"Laboratori amplificano il virus". Solo così ora trovano i positivi

Il retroscena sugli esami dei tamponi per il coronavirus: "Nel rinofaringe è presente una carica virale bassa". E il Veneto prova un nuovo test rapido

"Laboratori amplificano il virus". Solo così ora trovano i positivi

Tra i primi a dirlo fu il professor Alberto Zangrillo: il coronavirus è “clinicamente morto”. Poi lo ha ammesso anche il presidente dell’Iss Franco Locatelli, affermando che “la carica virale ora è più bassa”. Un tema, quello della potenza virale del Covid-19, su cui si è molto dibattuto, ma che i laboratori dove vengono processati i tamponi conoscono molto bene.

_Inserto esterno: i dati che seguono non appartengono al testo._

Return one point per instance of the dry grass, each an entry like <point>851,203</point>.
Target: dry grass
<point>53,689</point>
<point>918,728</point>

Tanto che se una volta per "trovare" Sars-CoV-2 erano necessari pochi passaggi, oggi c’è bisogno di amplificare enormemente il genoma virale prima di riuscire a scovarlo.

A spiegarlo è Roberto Rigoli, primario di Microbiologia all'Ospedale di Treviso e vicepresidente nazionale dei microbiologi. "In laboratorio - dice in una intervista al Corriere - si fa una amplificazione del genoma virale perché possa essere rilevato dagli strumenti". Una procedura seguita anche in passato, ma se "nei pazienti di marzo e aprile bastavano pochissimi cicli, ognuno dei quali raddoppia la quantità di virus, per arrivare a milioni di copie di Rna", nei positivi attuali invece servono “molti interventi di amplificazione". "Questo significa - spiega Rigoli - che nel rinofaringe è presente una carica virale bassa. Potrebbe trattarsi di residui della pregressa infezione, ormai innocui".

Anche per questo il Veneto si è gettato a capofitto sul nuovo test rapido prodotto in Corea del Sud. Si tratta di uno strumento innovativo, che in meno di 10 minuti fornisce una risposta sull’eventuale positività al coronavirus. È diverso dai test sierologici, visto che non rileva gli anticorpi ma la attuale presenza del virus. Tuttavia si discosta anche dai classici tamponi naso-faringei: "Il grado di sensibilità è meno elevato rispetto agli esami di laboratorio - spiega Rigoli - ma questo può essere un vantaggio: vengono identificati solo i positivi reali, cioè con una carica virale abbastanza elevata: soggetti che possono ammalarsi e trasmettere l'infezione".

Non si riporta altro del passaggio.